Постепенно его перестали задевать: себе дороже, – а позднее и вовсе признали за своего.
У Левы Эпштейна были неплохие природные качества, доставшиеся по наследству от родителей: отличная память – все схватывал на лету, – хорошие математические знания и весьма неординарное логическое мышление. Во всяком случае, именно Лева и стал заводилой всех проказ в детском доме. А к седьмому классу он уже имел первый милицейский привод за кражу из физического кабинета соседней школы микроскопа, проданного им в тот же день на вещевом рынке.
Как ни странно, но были даже свидетели, у Левы были обнаружены и деньги, но доказать причастность пацана к воровству не удалось: отсутствовала главная улика, сам предмет воровства, – украденный микроскоп. А Лева твердо стоял на своем: не воровал, не продавал, а деньги нашел!

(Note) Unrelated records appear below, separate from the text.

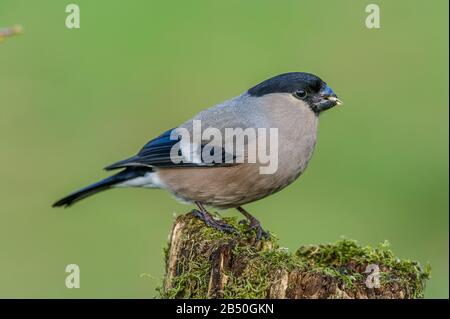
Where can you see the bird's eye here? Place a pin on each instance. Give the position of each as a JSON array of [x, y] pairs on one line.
[[301, 94]]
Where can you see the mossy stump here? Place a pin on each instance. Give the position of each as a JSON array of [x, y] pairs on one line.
[[204, 263]]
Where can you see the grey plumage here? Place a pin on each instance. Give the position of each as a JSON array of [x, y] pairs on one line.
[[290, 103]]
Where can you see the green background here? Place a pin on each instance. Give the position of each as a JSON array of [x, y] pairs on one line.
[[73, 101]]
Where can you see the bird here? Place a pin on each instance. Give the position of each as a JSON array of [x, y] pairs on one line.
[[290, 103]]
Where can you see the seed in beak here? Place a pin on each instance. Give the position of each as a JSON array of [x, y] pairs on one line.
[[335, 100]]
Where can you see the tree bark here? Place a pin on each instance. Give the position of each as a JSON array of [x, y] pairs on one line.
[[204, 263]]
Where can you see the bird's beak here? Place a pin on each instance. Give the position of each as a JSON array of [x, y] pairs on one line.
[[335, 100], [327, 100]]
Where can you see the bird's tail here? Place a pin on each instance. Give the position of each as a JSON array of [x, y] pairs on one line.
[[107, 183]]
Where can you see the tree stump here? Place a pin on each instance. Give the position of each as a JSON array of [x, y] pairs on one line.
[[204, 263]]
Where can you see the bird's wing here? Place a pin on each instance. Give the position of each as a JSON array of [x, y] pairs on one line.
[[163, 151]]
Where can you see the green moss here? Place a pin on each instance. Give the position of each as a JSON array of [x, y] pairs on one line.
[[347, 261], [344, 261]]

В тот раз маленький Лева отделался только потому, что был несовершеннолетним, и его просто поставили на учет в детской комнате милиции.
Однако то первое преступление сыграло большую роль в воспитании будущего вора в законе. Именно тогда Лева понял, что никогда не нужно сознаваться в содеянном – и у тебя всегда будет оставаться шанс избежать наказания.

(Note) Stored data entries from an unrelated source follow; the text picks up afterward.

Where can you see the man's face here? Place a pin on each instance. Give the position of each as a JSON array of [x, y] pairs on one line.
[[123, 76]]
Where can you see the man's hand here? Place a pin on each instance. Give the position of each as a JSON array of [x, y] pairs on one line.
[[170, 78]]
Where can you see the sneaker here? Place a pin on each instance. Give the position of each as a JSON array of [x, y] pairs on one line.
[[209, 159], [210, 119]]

После детского дома, имея прочные знания, Лева поступил на физический факультет технологического института; и благополучно доучился до четвертого курса, имея к тому времени немалый список побед на криминальном поле.

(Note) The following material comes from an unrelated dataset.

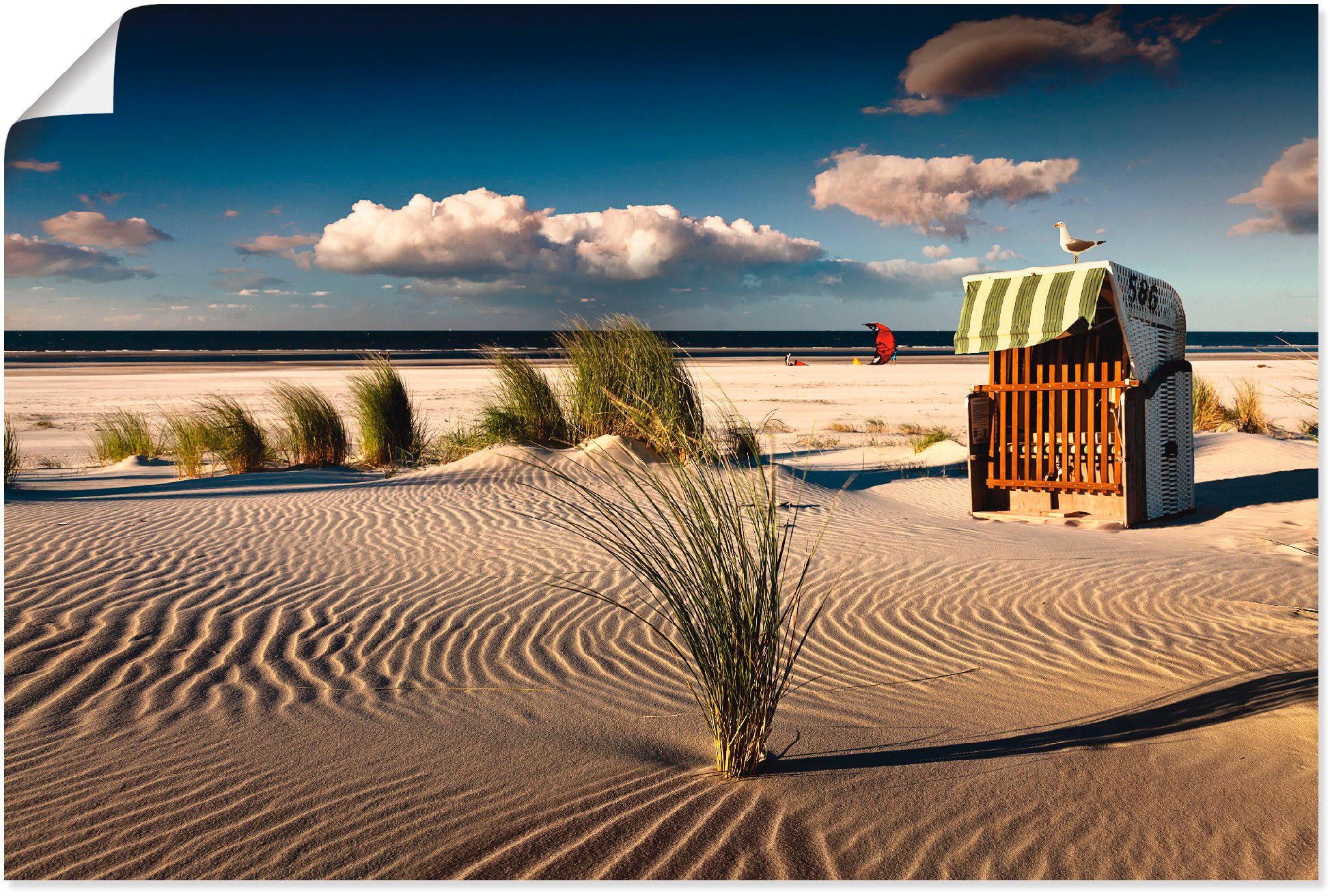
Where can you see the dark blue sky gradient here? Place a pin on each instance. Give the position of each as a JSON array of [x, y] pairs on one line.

Прожить на одну стипендию молодому парню нереально в принципе, помощи ждать было не от кого, подрабатывать по ночам пробовал, но здоровья не хватило, а иметь хотелось многое: кушать, одеваться прилично, да и на девочек нужно было тратиться. Оставалось только одно – добывать финансы не совсем законным способом: воровать!
Наметив очередной объект, Лева внимательно изучал все подходы и отходы, точное расписание работы каждого из сотрудников, систему охраны, сигнализации, для чего даже проштудировал специальную литературу. Собрав все необходимые сведения, Лева «отрабатывал» всю операцию сначала в уме, потом на бумаге и только в дальнейшем приступал к подбору партнеров, уделяя им не меньшее внимание, чем для разработки самой акции. И только собрав нужных людей, уже с ними отрабатывал полный цикл операции.
Более трех лет местные органы милиции в буквальном смысле с ног сбивались, пытаясь выйти на след банды, которая бомбила ларьки и мелкие магазины, но все оказывалось тщетно: никаких следов. Именно тогда к Леве заочно прицепилась кличка, которую ему дали сами сотрудники милиции, прозвав его Призраком.
Кто-то из своих, услышав об этом, добавил это слово к его имени – Лева-Призрак, а впоследствии, для удобства произношения, – Лева-Приз.
Первый срок, как, впрочем, и другие два, Лева-Приз получил не потому, что плохо спланировал и неудачно провел операцию, а из-за проявления человеческого фактора, который не всегда можно предугадать. То подводили «соратники», трекнув что-то по пьяни, то, как в первый раз, сторож, который до этого ни разу не проверял объект в назначенный час, вдруг решил изменить своему правилу: вроде ощутил что-то неладное, вот и вызвал милицию, которая и застукала Леву на месте преступления. В результате – четыре года с конфискацией.